Rebel With an Abstract Cause

After a school arts & crafts project of macaroni, glittery glue, and scribbles, it’s hard to imagine telling a six-year-old: “That’s not art.” Art is, perhaps in purest form, the visual expression of the human self; at “worst,” a celebration of the vanity of creation, and for over a century now, we have reveled in the idea of art for art’s sake. In 1948, Life magazine, then the leading weekly in the U.S., held an international roundtable discussion on whether “modern art, considered as a whole, [was] a good or bad development.” One of the works under consideration was Jackson Pollock’s abstract painting Cathedral, notable for its striking use of lines and loops of black paint, though detractors said it resembled “drool.” Still, Pollock’s work could not be discounted as an important part of the avant-garde abstract expressionism that had begun to attract attention in American art.
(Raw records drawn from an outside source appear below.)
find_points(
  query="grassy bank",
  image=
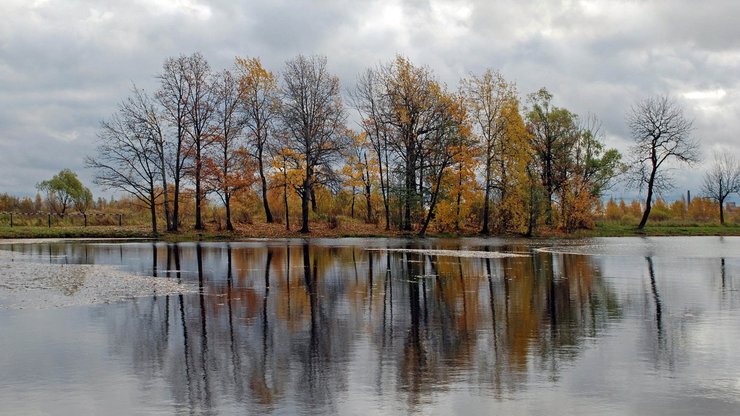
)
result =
(605, 229)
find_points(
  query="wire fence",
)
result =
(52, 219)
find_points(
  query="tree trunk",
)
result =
(648, 204)
(153, 208)
(369, 207)
(352, 210)
(313, 199)
(285, 196)
(305, 196)
(268, 214)
(487, 204)
(198, 196)
(227, 202)
(176, 205)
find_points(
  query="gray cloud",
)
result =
(65, 65)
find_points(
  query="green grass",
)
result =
(608, 229)
(603, 229)
(74, 232)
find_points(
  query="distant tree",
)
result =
(200, 114)
(226, 170)
(554, 132)
(174, 96)
(127, 157)
(722, 179)
(661, 132)
(260, 104)
(487, 98)
(313, 114)
(65, 191)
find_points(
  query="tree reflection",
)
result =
(262, 333)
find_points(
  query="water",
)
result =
(354, 326)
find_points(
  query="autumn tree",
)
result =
(174, 98)
(368, 100)
(721, 180)
(200, 114)
(226, 167)
(487, 97)
(358, 171)
(313, 114)
(64, 191)
(591, 170)
(126, 157)
(554, 132)
(661, 133)
(260, 103)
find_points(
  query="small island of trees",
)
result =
(402, 153)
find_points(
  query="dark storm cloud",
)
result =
(64, 65)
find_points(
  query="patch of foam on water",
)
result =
(33, 285)
(452, 253)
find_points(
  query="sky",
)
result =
(66, 64)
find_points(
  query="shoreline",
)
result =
(321, 230)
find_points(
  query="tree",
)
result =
(722, 179)
(200, 113)
(64, 191)
(127, 157)
(226, 169)
(554, 132)
(174, 96)
(313, 115)
(661, 133)
(358, 171)
(260, 103)
(487, 98)
(367, 99)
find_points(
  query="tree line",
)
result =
(477, 157)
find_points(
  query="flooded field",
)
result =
(372, 326)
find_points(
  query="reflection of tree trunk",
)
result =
(656, 297)
(154, 259)
(267, 270)
(186, 352)
(491, 299)
(203, 327)
(370, 281)
(236, 366)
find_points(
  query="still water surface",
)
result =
(355, 326)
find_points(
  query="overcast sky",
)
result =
(65, 64)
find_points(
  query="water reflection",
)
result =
(296, 327)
The decision to run a two-and-a-half page spread of Pollock’s work in the August 1949 issue of Life, with the headline “Is he the greatest living painter in the United States?” brought over five hundred response letters from readers, stirring the minds of the American public. Readers were also confronted with the image of Pollock himself; in his denim jacket, cigarette hanging from his lips, and a defiant look towards the camera, he seemed dangerous and less of a painter than, as Willem de Kooning said, “some guy who works at the service station pumping gas.” Evelyn Toynton’s forthcoming Icons of America biography, Jackson Pollock, explores how Pollock’s tortured and conflicted character transformed popular culture. Against a backdrop of criticism that found American art inferior to its European counterpart (Marcel Duchamp wrote that “The only works of art America has given are her plumbing and her bridges.”), Pollock’s controversial, even rebellious, work was provocative for generations old and new. Before Marlon Brando and James Dean, there was Pollock: macho and emblematic of the complexity of manliness, both publicly himself and on his canvases.
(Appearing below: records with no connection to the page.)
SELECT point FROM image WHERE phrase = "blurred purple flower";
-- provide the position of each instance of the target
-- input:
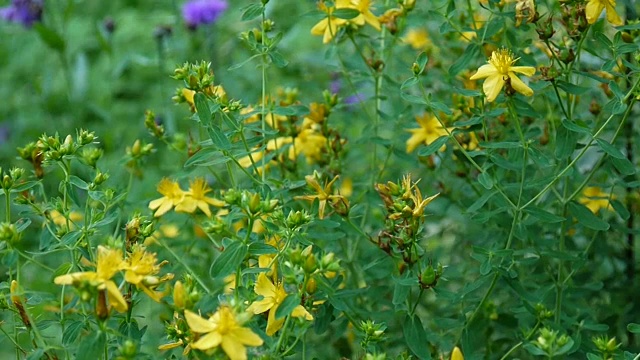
(25, 12)
(202, 12)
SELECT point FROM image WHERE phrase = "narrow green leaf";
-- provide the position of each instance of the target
(576, 126)
(480, 202)
(345, 13)
(288, 304)
(202, 106)
(79, 183)
(633, 328)
(422, 61)
(434, 146)
(252, 11)
(229, 260)
(586, 217)
(91, 346)
(261, 249)
(485, 180)
(416, 337)
(24, 186)
(543, 215)
(620, 209)
(471, 52)
(218, 137)
(610, 149)
(624, 166)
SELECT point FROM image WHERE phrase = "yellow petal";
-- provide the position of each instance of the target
(197, 323)
(519, 86)
(260, 306)
(264, 286)
(247, 337)
(209, 341)
(612, 15)
(115, 298)
(300, 311)
(593, 10)
(273, 324)
(492, 87)
(526, 70)
(456, 354)
(234, 348)
(319, 28)
(484, 71)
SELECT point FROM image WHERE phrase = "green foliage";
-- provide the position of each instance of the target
(391, 181)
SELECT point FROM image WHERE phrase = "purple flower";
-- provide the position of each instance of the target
(25, 12)
(202, 12)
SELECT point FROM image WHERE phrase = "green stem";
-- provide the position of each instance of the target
(185, 265)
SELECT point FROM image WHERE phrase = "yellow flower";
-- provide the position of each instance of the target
(273, 295)
(594, 9)
(429, 130)
(173, 195)
(418, 39)
(363, 6)
(595, 199)
(195, 198)
(223, 329)
(109, 263)
(141, 268)
(323, 195)
(310, 143)
(499, 70)
(456, 354)
(329, 26)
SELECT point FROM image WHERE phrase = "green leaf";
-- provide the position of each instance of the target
(71, 332)
(571, 88)
(71, 237)
(416, 337)
(565, 142)
(471, 52)
(624, 166)
(586, 217)
(620, 209)
(261, 249)
(252, 11)
(229, 259)
(576, 126)
(91, 346)
(633, 328)
(485, 180)
(480, 202)
(610, 149)
(409, 83)
(79, 183)
(288, 304)
(346, 14)
(434, 146)
(50, 37)
(422, 61)
(413, 98)
(277, 59)
(544, 215)
(501, 145)
(218, 137)
(24, 186)
(202, 106)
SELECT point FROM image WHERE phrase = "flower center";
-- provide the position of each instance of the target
(502, 60)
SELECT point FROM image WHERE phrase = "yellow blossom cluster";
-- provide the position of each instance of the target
(140, 269)
(329, 26)
(184, 201)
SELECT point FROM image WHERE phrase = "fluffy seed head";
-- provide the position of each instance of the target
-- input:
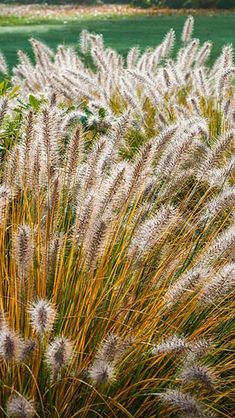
(23, 249)
(42, 315)
(58, 354)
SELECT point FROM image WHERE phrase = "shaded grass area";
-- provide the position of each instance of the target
(120, 32)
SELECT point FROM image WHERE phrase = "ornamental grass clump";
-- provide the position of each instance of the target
(117, 231)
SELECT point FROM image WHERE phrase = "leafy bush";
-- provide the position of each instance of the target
(117, 231)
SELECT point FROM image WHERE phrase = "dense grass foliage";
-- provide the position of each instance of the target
(117, 232)
(120, 33)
Toynton moves through Pollock’s humble upbringing in the West, the Surrealist movement, the Great Depression in New York, and his rise to notoriety by the end of the 1940s. An equally notorious and fierce alcoholic, Pollock died on August 11, 1956 in a car crash at age 44. Fifty-five years later, he has remained a canonical figure in American popular culture, captivating audiences beyond his own medium through uses and references of his name and art in music and film, not to mention the instantly recognizable style of his paintings. In the wake of two world wars, at the moment when the U.S. perhaps needed most to establish itself as a cultural, not only militaristic, power, here was the cowboy; here was the hero; here was the American icon.